Germany owes its performance partly to the solidity of its entrepreneurial fabric: companies are, on average, larger than in France, therefore less exposed to the risk of default.
The difference can be justified according to three other main factors:
- The robust financial health of German companies, maintained by an increased profitability thanks to the moderation of costs and a strategy to move upmarket.
- Financing of German companies (see graph 1) which resist well during periods of financial difficulty, thanks to a local banking sector made up of saving banks and credit unions. These are firmly anchored locally, have privileged relationships with companies and the stability of their financing allows them to compensate for the contraction of outstanding credit of commercial and national banks.
- A German incentivized insolvency law, encouraging careful management of the companies upstream.
Graph 1- Financial situation of companies in Germany and France
|Profit (% of GDP)||7.0%||10.3%||8.7%||6.8%|
|Self funding rate||60%||107%||85%||67%|
|Debts (% of GDP)||67%||77%||83%||103%|
|Gross profitability (EBE/Value added)||44%||49%||31%||30%|
A fact: the cost of insolvencies is higher in Germany than in France
Company insolvencies are more expensive in Germany. In 2011, their total cost (*) reached 20 billion Euros against 14.3 billion in France. Furthermore, the average cost of an insolvency has, since 2006, been three times higher in Germany, standing at 700,000 constant Euros, against 200,000 in France.

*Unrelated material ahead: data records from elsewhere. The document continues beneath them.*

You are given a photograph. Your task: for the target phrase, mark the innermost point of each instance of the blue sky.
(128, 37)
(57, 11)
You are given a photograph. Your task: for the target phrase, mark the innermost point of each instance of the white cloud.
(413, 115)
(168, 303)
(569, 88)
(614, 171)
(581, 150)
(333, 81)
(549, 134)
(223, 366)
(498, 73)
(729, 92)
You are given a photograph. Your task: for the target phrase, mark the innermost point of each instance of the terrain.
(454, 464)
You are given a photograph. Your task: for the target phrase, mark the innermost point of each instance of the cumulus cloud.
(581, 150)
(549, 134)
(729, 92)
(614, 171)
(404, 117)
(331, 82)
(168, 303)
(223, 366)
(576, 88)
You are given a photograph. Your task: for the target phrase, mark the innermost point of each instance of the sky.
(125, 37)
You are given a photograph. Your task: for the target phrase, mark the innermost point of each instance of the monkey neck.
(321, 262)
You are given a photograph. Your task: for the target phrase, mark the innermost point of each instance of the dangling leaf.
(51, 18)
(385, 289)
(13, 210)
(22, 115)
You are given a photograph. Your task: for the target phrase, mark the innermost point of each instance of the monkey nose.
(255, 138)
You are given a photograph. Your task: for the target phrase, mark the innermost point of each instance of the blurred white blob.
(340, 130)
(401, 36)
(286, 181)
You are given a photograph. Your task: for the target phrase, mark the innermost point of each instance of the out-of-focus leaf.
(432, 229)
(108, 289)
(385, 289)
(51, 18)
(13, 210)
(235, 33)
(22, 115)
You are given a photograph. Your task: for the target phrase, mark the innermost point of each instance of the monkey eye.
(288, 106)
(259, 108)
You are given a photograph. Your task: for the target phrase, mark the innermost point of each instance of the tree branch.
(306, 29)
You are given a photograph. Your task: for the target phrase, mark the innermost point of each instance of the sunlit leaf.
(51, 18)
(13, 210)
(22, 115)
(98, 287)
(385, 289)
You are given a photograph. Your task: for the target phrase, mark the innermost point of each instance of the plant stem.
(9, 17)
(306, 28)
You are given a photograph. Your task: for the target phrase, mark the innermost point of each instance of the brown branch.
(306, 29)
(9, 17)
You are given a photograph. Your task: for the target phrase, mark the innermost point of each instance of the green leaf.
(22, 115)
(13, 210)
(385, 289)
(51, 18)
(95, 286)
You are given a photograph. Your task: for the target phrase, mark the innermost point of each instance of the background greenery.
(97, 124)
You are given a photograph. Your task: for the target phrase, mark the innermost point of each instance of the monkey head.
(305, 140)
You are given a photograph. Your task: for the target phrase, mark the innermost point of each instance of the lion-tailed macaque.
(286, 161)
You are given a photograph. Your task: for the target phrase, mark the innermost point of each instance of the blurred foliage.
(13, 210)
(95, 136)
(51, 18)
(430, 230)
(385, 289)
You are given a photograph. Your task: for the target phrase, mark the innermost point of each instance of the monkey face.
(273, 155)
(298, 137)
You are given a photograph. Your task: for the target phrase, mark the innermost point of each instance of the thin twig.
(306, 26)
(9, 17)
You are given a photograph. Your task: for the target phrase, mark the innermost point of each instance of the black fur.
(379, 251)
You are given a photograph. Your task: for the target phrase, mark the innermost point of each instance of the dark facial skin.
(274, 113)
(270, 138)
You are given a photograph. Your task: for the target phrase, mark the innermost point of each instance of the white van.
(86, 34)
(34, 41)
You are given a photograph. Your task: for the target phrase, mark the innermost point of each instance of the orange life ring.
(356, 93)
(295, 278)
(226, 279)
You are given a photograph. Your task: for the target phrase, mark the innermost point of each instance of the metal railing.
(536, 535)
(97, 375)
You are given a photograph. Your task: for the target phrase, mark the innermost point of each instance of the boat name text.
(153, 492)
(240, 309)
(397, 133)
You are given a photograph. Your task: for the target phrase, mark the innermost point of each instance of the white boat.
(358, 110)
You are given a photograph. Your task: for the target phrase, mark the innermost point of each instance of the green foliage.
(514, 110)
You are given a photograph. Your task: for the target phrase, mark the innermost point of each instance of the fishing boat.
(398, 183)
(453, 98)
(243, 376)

However, this finding should be placed in context. In relative terms, the differential between the two countries is considerably less marked: in fact, the cost of insolvencies represent 0.8% of GDP in France against 1.1 % in Germany (see graph 2). In addition, while the average cost per insolvency is lower in France, this is also because French companies are on average smaller than their German counterparts: in 2007, companies with 10 to 249 employees represented 17.8% of the total companies in Germany, against only 6% in France.
(*) Cost of insolvencies: the accumulation of each insolvent company.
The insolvencies in Germany are vulnerable to the vagaries of world trade commerce
Econometric analysis reveals that the evolution of insolvencies in Germany is very linked to the evolution of exports and investment. Now that exports showed certain signs of weakness over this summer and investment contracted over the second quarter, a return to increased insolvencies is to be watched for.
While Germany continues to be one of the best pupils in Europe, with an expected growth in GDP of 0.9% in 2012, its economy is suffering from the crisis. Growth slowed down in the first quarter (+0.3% in Q/Q, compared to + 0.5% in Q1). Furthermore expectations of production deteriorated over this summer: in September, the index of confidence of companies in the Institute of the German Economy (IFO) retreated for the fifth consecutive month.
A market slowdown of foreign trade and notably of emerging markets would constitute the principal risk for German companies, which are highly dependent on demand from abroad. In fact, exports currently represent over 50% of German GDP and, historically, insolvencies appear to be very sensitive to their variations.